第8章 新体制
ボサボサに乱れた髪。しばらく睡眠をとっていないのだろうくっきりと浮かんだ隈。
彼女とすれ違った兵が思わず振り返って表情を歪めていく。
「…汚ぇな。」
「やぁリヴァイ、元気?」
食事を取っていた手が止まる。
ツンと鼻をつく匂いは何日も風呂に入っていないからだろうか。
「元気だったがお前のおかげで食欲が失せた。」
「そりゃまずいよ、訓練班はきちんと食事を摂らなきゃ!」
そう思うなら早く立ち去れとリヴァイの目は訴える。
だが、今のハンジにはそれを受け取る余裕は無かった。
この様子ではまた研究に没頭していたのだろう。
仮にも班長という立場にも関わらず、アイツ同様に部下に多大な迷惑をかけるダメ上官だ。

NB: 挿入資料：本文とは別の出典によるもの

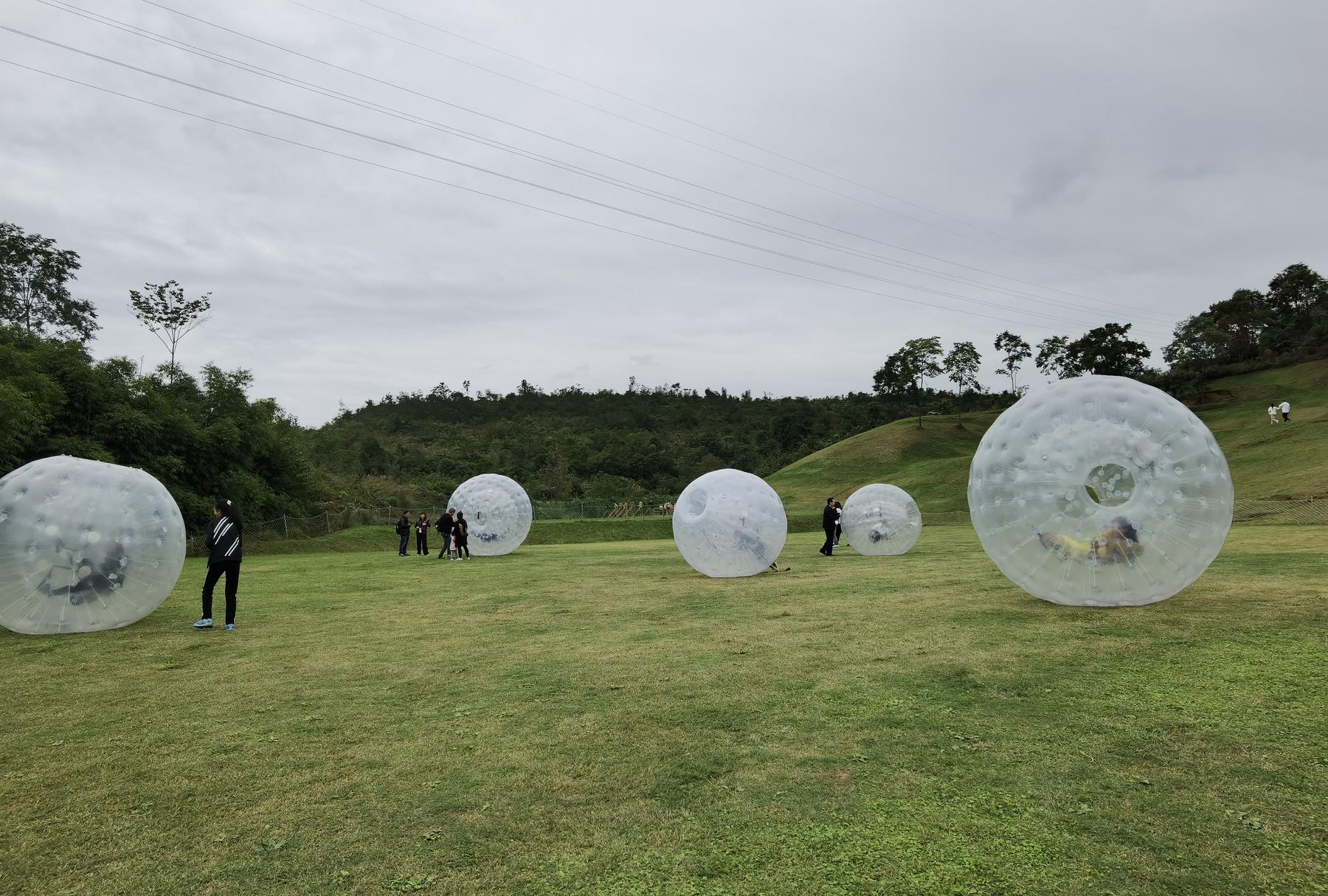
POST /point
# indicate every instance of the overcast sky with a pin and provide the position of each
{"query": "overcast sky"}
(1087, 162)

まだ残っていた食事を食べずに席を立とうとするリヴァイをハンジは慌てて呼び止めた。
「待って、待ってよ!リヴァイに頼みがあって来たんだから。」
「頼み?」
「新しい対巨人武器を考案したんだ。試作品が近々届くんだけど…。」
それでこの有様なのか、キラキラした目でその武器について早口で興奮気味に説明するハンジを哀れんだように見ていた。
「本当はアゲハに実験に付き合って貰いたかったんだけど無理だからさ。」
久しぶりに聞いたような気がした。
直接の上官ではなくなってから、思えば顔を合わせる機会も無くなっていた。
そしてここ数日は彼女の姿も見ていない。
それによくよく考えてみると、今の兵団内のどこに彼女がいるのかを知らない事に気がついた。
「無理だと?」
「仕方ないじゃん。アゲハは今、ここには居ないしさ〜。戻って来てもしばらくは忙しいって。」
一体どんな任務についているのだろうか。
「アイツが忙しいのか?」
「エルヴィンと一緒に内地に行ってるからね。」
きっと貴族連中になかなか返して貰えないんだよ、とハンジ言った。
なぜ、なんの必要があってそんなところへ行っているのかもわからない。
「届いたらまた連絡するし、ミケには私から話しておくから。実験、よろしくね!」
ハンジはそう言うとリヴァイの残したパンを手に食堂を出て行ってしまった。
今は自分は彼女の部下ではない。
そもそも、一兵士と元分隊長がそう気軽に話をしたりする方が可笑しいのかもしれない。